Proponowany przepis jest używany
przeze mnie regularnie, a zastosowanie kilku różnych rodzajów mąki
(w tym pełnoziarnistych) sprawia, że chleb jest świeży spokojnie
przez 3 dni, co jest istotne gdy pieczesz dla 1-2 osób).
No to jadziem!
Składniki: (na małą keksówkę –
ok 25cm)
150g mąki pszennej (typ 400-650)
75g mąki pszennej pełnoziarnistej
75g mąki żytniej pełnoziarnistej
250 ml wody
1 łyżeczka soli (1 łyżeczka)
1 łyżeczka cukru
7g drożdży suchych lub drożdży
świeżych 20g
2 łyżki octu (dowolnego; ja
przetestowałem spirytusowy i balsamiczny)

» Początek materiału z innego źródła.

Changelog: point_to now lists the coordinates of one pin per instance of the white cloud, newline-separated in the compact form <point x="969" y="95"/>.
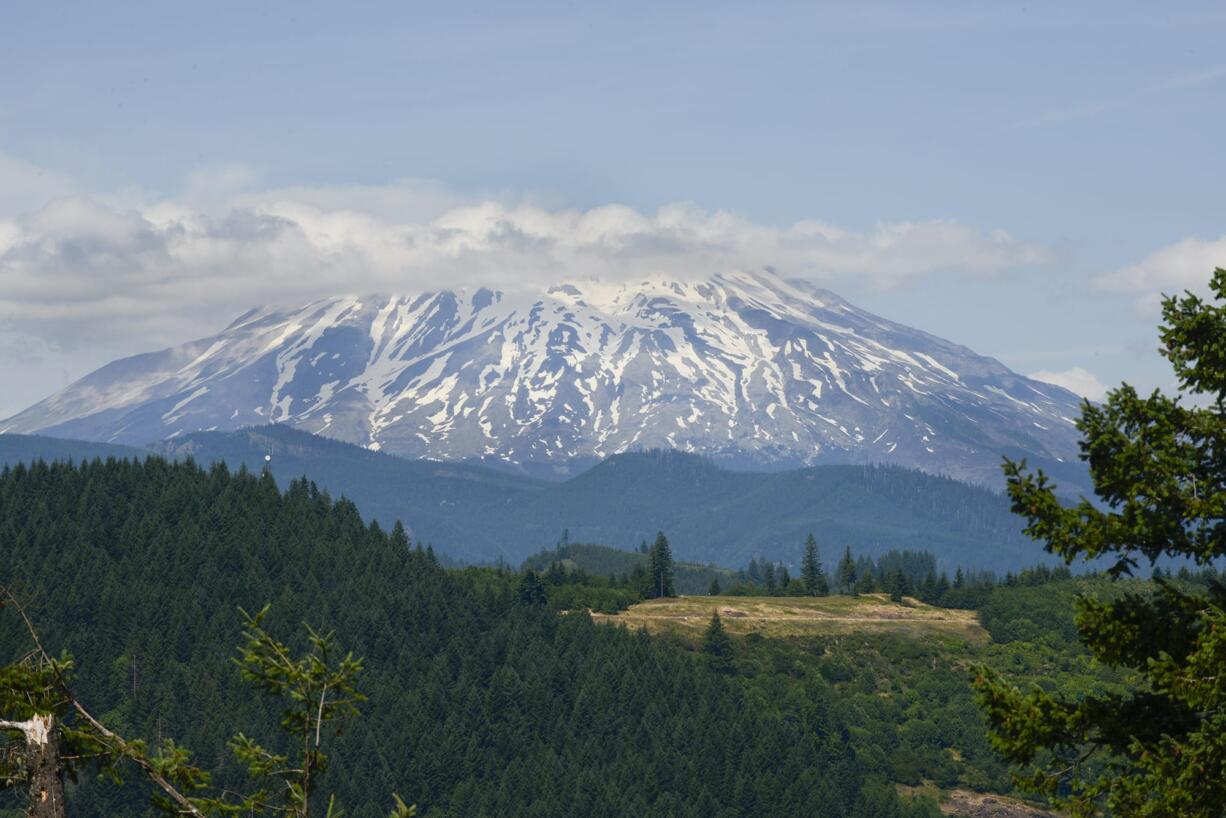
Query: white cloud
<point x="1184" y="265"/>
<point x="1078" y="380"/>
<point x="82" y="270"/>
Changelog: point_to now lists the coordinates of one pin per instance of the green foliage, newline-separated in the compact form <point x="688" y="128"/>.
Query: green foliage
<point x="810" y="569"/>
<point x="486" y="707"/>
<point x="603" y="561"/>
<point x="661" y="568"/>
<point x="316" y="689"/>
<point x="847" y="573"/>
<point x="711" y="514"/>
<point x="1157" y="748"/>
<point x="717" y="645"/>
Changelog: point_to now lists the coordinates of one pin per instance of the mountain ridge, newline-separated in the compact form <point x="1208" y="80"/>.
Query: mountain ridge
<point x="710" y="514"/>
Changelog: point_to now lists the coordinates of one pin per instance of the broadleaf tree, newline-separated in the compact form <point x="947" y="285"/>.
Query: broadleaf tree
<point x="1159" y="470"/>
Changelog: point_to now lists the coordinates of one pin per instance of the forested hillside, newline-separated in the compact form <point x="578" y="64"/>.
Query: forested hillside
<point x="28" y="448"/>
<point x="479" y="704"/>
<point x="711" y="514"/>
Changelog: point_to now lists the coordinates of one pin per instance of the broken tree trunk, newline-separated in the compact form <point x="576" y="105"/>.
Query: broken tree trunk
<point x="42" y="765"/>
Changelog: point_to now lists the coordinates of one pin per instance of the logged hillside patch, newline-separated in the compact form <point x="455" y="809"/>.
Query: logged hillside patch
<point x="793" y="616"/>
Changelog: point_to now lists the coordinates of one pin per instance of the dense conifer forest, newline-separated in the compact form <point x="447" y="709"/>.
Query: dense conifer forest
<point x="479" y="704"/>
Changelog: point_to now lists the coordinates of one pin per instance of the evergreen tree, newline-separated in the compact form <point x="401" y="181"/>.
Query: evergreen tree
<point x="1159" y="466"/>
<point x="661" y="559"/>
<point x="896" y="585"/>
<point x="532" y="590"/>
<point x="847" y="572"/>
<point x="810" y="569"/>
<point x="717" y="645"/>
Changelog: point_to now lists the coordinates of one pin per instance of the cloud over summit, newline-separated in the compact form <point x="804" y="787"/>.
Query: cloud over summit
<point x="103" y="270"/>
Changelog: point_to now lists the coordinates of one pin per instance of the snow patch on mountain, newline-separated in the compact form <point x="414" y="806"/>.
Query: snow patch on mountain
<point x="747" y="368"/>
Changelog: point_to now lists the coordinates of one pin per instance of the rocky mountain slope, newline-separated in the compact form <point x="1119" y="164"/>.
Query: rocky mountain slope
<point x="748" y="369"/>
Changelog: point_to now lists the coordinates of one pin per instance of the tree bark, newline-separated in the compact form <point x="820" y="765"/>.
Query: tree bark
<point x="42" y="765"/>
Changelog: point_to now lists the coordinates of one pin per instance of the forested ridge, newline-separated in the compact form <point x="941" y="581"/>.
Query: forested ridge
<point x="711" y="514"/>
<point x="479" y="704"/>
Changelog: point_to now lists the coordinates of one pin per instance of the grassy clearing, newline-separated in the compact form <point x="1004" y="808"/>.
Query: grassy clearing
<point x="798" y="616"/>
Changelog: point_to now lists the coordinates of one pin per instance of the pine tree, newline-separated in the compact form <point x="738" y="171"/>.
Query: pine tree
<point x="847" y="573"/>
<point x="717" y="645"/>
<point x="532" y="590"/>
<point x="898" y="585"/>
<point x="810" y="569"/>
<point x="1157" y="465"/>
<point x="661" y="568"/>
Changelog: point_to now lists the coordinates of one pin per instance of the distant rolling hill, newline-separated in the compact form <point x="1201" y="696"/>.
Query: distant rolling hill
<point x="710" y="514"/>
<point x="25" y="448"/>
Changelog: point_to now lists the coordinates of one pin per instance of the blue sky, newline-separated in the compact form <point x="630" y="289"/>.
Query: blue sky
<point x="1054" y="166"/>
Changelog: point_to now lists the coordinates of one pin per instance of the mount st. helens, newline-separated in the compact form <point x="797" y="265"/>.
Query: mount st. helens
<point x="747" y="368"/>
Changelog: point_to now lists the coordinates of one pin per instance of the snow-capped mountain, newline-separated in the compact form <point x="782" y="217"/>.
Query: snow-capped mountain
<point x="747" y="368"/>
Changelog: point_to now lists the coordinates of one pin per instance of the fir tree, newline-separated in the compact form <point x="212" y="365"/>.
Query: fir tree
<point x="1157" y="465"/>
<point x="810" y="569"/>
<point x="661" y="559"/>
<point x="717" y="645"/>
<point x="847" y="572"/>
<point x="898" y="585"/>
<point x="532" y="590"/>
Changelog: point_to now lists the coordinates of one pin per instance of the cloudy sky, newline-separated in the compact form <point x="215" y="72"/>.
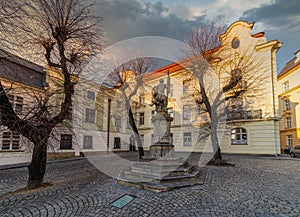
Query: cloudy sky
<point x="279" y="19"/>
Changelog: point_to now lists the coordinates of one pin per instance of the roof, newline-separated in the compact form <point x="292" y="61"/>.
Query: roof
<point x="290" y="65"/>
<point x="174" y="67"/>
<point x="14" y="68"/>
<point x="16" y="59"/>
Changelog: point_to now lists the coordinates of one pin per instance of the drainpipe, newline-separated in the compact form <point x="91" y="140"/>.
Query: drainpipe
<point x="108" y="123"/>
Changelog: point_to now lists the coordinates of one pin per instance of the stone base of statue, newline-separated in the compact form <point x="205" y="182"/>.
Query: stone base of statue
<point x="162" y="142"/>
<point x="161" y="171"/>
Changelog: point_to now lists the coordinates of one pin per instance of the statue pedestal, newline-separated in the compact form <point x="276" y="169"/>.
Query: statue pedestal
<point x="161" y="171"/>
<point x="162" y="143"/>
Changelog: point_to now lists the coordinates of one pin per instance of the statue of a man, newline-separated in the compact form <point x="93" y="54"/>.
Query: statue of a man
<point x="159" y="97"/>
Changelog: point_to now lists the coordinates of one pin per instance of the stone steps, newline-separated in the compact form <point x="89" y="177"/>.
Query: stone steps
<point x="162" y="171"/>
<point x="166" y="186"/>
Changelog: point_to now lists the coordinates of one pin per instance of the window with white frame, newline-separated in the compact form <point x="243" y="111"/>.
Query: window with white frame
<point x="171" y="112"/>
<point x="171" y="90"/>
<point x="289" y="140"/>
<point x="187" y="139"/>
<point x="10" y="140"/>
<point x="142" y="137"/>
<point x="286" y="86"/>
<point x="66" y="141"/>
<point x="287" y="105"/>
<point x="118" y="121"/>
<point x="90" y="95"/>
<point x="142" y="99"/>
<point x="142" y="118"/>
<point x="238" y="136"/>
<point x="185" y="87"/>
<point x="186" y="112"/>
<point x="70" y="112"/>
<point x="128" y="126"/>
<point x="87" y="142"/>
<point x="288" y="122"/>
<point x="90" y="115"/>
<point x="16" y="102"/>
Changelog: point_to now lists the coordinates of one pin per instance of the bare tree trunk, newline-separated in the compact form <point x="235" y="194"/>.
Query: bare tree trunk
<point x="37" y="167"/>
<point x="217" y="159"/>
<point x="136" y="133"/>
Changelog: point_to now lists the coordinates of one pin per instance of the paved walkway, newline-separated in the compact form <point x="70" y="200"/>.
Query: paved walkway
<point x="254" y="187"/>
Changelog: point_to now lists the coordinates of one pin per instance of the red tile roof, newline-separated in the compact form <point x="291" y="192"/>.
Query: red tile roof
<point x="290" y="65"/>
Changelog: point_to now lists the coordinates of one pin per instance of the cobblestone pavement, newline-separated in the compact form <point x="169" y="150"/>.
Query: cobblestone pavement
<point x="254" y="187"/>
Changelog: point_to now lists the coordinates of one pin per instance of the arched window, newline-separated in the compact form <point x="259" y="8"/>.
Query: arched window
<point x="238" y="136"/>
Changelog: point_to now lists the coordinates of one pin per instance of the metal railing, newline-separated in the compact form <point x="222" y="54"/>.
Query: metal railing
<point x="244" y="115"/>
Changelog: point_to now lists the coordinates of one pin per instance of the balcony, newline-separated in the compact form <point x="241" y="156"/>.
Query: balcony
<point x="244" y="115"/>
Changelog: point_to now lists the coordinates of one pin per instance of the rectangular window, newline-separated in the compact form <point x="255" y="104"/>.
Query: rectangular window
<point x="87" y="142"/>
<point x="90" y="115"/>
<point x="152" y="139"/>
<point x="288" y="122"/>
<point x="286" y="86"/>
<point x="185" y="87"/>
<point x="128" y="124"/>
<point x="186" y="112"/>
<point x="171" y="112"/>
<point x="287" y="104"/>
<point x="10" y="141"/>
<point x="11" y="99"/>
<point x="70" y="112"/>
<point x="90" y="95"/>
<point x="142" y="137"/>
<point x="16" y="102"/>
<point x="142" y="118"/>
<point x="19" y="104"/>
<point x="118" y="121"/>
<point x="187" y="139"/>
<point x="142" y="99"/>
<point x="66" y="141"/>
<point x="171" y="90"/>
<point x="290" y="140"/>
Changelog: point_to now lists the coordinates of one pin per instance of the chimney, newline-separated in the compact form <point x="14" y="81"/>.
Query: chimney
<point x="297" y="56"/>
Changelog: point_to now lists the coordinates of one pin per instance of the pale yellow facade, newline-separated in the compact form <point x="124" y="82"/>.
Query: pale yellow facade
<point x="289" y="103"/>
<point x="261" y="130"/>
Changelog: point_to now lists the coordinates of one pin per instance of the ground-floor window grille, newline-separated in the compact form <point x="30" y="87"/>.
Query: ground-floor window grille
<point x="87" y="142"/>
<point x="10" y="141"/>
<point x="238" y="136"/>
<point x="66" y="141"/>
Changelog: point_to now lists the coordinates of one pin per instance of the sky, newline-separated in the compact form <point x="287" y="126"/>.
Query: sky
<point x="279" y="19"/>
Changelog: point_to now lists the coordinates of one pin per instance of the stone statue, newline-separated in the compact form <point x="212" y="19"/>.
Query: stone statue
<point x="159" y="97"/>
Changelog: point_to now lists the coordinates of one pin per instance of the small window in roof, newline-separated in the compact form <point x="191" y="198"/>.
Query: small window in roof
<point x="235" y="43"/>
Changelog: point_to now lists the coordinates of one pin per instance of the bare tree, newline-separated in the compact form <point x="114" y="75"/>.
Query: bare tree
<point x="129" y="79"/>
<point x="66" y="33"/>
<point x="222" y="76"/>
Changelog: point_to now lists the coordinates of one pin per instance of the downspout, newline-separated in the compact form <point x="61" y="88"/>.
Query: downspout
<point x="274" y="50"/>
<point x="108" y="123"/>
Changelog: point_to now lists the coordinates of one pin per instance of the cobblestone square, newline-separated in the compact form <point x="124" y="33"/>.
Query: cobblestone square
<point x="255" y="186"/>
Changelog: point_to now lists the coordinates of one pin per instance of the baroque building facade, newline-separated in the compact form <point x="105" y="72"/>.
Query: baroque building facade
<point x="252" y="122"/>
<point x="289" y="98"/>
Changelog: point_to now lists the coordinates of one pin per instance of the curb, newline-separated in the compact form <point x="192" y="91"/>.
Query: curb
<point x="21" y="165"/>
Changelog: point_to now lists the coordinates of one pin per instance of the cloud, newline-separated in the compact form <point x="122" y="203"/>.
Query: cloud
<point x="277" y="14"/>
<point x="132" y="18"/>
<point x="280" y="19"/>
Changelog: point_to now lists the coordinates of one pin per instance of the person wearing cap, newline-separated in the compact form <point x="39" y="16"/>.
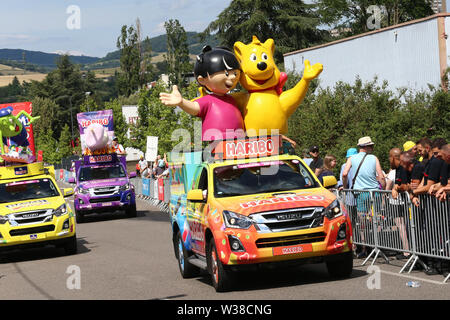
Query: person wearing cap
<point x="395" y="168"/>
<point x="367" y="175"/>
<point x="408" y="145"/>
<point x="317" y="162"/>
<point x="143" y="166"/>
<point x="443" y="192"/>
<point x="117" y="147"/>
<point x="350" y="152"/>
<point x="370" y="175"/>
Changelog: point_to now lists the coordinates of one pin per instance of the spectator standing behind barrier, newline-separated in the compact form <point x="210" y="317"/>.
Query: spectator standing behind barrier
<point x="350" y="152"/>
<point x="397" y="174"/>
<point x="367" y="175"/>
<point x="317" y="161"/>
<point x="117" y="147"/>
<point x="443" y="176"/>
<point x="394" y="162"/>
<point x="442" y="192"/>
<point x="306" y="157"/>
<point x="432" y="171"/>
<point x="432" y="175"/>
<point x="329" y="163"/>
<point x="349" y="200"/>
<point x="143" y="167"/>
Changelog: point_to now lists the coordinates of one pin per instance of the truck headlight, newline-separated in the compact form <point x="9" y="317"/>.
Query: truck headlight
<point x="82" y="190"/>
<point x="236" y="220"/>
<point x="3" y="219"/>
<point x="333" y="210"/>
<point x="125" y="187"/>
<point x="60" y="211"/>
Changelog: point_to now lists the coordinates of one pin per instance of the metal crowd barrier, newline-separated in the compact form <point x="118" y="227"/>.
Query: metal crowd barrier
<point x="381" y="222"/>
<point x="155" y="191"/>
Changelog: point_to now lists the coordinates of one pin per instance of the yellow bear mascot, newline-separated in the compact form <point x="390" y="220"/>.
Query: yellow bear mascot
<point x="265" y="106"/>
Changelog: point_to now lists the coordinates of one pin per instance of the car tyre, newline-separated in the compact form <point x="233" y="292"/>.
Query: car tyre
<point x="131" y="211"/>
<point x="79" y="216"/>
<point x="187" y="270"/>
<point x="220" y="277"/>
<point x="71" y="245"/>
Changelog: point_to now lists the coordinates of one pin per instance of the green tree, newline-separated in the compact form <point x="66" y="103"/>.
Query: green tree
<point x="128" y="78"/>
<point x="335" y="118"/>
<point x="292" y="24"/>
<point x="177" y="56"/>
<point x="354" y="15"/>
<point x="65" y="143"/>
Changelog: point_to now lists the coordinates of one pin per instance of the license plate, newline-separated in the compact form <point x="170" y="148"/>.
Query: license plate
<point x="279" y="251"/>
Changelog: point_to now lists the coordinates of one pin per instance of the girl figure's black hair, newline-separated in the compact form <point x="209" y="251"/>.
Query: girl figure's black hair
<point x="215" y="60"/>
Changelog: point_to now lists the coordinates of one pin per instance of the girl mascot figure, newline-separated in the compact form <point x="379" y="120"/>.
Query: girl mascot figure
<point x="218" y="71"/>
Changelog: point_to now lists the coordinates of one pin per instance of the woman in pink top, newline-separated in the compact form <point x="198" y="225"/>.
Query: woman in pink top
<point x="218" y="71"/>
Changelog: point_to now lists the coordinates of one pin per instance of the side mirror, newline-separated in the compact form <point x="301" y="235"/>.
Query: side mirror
<point x="67" y="192"/>
<point x="329" y="181"/>
<point x="195" y="195"/>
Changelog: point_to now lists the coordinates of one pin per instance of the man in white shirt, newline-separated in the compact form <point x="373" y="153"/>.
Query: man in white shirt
<point x="117" y="147"/>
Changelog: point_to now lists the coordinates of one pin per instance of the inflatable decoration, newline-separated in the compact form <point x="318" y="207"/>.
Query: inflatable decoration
<point x="216" y="70"/>
<point x="265" y="106"/>
<point x="14" y="144"/>
<point x="96" y="132"/>
<point x="96" y="137"/>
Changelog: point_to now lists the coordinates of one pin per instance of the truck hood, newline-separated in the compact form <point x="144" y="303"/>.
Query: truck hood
<point x="247" y="205"/>
<point x="103" y="183"/>
<point x="30" y="205"/>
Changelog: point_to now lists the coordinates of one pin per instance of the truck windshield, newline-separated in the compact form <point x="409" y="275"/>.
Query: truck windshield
<point x="98" y="173"/>
<point x="261" y="177"/>
<point x="27" y="190"/>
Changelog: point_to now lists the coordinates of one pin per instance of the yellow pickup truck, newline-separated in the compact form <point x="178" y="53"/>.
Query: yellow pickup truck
<point x="33" y="211"/>
<point x="252" y="208"/>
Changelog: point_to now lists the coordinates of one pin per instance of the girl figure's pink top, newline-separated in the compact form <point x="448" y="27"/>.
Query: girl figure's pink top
<point x="220" y="118"/>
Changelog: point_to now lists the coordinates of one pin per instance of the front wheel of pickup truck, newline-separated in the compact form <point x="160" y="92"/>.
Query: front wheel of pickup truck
<point x="79" y="216"/>
<point x="71" y="247"/>
<point x="221" y="278"/>
<point x="187" y="270"/>
<point x="131" y="211"/>
<point x="341" y="267"/>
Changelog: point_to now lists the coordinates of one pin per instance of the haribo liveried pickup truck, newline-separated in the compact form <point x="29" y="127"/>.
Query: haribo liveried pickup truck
<point x="103" y="185"/>
<point x="254" y="208"/>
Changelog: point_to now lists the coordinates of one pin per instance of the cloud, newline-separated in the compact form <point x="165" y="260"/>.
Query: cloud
<point x="12" y="37"/>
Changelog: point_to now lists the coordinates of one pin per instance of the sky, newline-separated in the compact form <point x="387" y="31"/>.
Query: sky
<point x="91" y="27"/>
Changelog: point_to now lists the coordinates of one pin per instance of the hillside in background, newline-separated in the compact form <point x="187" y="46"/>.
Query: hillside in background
<point x="37" y="62"/>
<point x="38" y="58"/>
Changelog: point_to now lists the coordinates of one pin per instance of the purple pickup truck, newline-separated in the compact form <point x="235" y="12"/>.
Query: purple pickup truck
<point x="103" y="185"/>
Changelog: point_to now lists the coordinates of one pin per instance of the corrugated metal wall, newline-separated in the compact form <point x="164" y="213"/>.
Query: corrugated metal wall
<point x="407" y="56"/>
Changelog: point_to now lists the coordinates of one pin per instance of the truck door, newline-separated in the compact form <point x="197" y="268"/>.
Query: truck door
<point x="197" y="217"/>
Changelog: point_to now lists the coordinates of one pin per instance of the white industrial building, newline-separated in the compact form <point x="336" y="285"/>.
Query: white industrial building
<point x="412" y="54"/>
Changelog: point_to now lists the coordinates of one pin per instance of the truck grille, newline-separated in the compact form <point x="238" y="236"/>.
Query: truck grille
<point x="29" y="217"/>
<point x="288" y="220"/>
<point x="25" y="231"/>
<point x="106" y="191"/>
<point x="105" y="199"/>
<point x="290" y="240"/>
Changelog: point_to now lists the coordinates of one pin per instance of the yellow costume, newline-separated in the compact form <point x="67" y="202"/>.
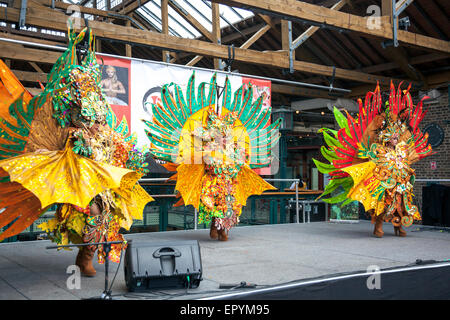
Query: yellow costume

jakikolwiek tłuszcz do wysmarowania
foremki + bułka tarta
dodatki (opcjonalnie): ziarna, zioła,
przyprawy, płatki owsiane czy inne, naprawdę co i ile kto lubi.
Wykonanie:
1. Pierwszym etapem jest stworzenie
zaczynu. Łączymy ze sobą 150g mąki pszennej typ 650 i 150ml wody
z rozpuszczonymi w niej drożdżami i cukrem. Zostawiamy na 30 minut.
2. Do gotowego zaczynu dodajemy
wszystkie pozostałe składniki mieszamy razem i zarabiamy (ręcznie,
mikserem, robotem kuchennym itp.) ok. 5-10 minut.
UWAGA! Ilość wody może się
nieznacznie zmienić w zależności od rodzaju użytych mąk oraz ew.
dodatków np. ilości płatków owsianych.
3. Przekładamy ciasto do wysmarowanej
tłuszczem (masło, margaryna, olej, oliwa) oraz obsypanej bułką
tartą formy i czekamy do wyrośnięcia ok. 1h (najlepiej w ciepłym
miejscu), umieszczając foremkę w foliówce, żeby ciasto nie
obeschło. Pod koniec wyrastania włączamy piekarnik na 2200C.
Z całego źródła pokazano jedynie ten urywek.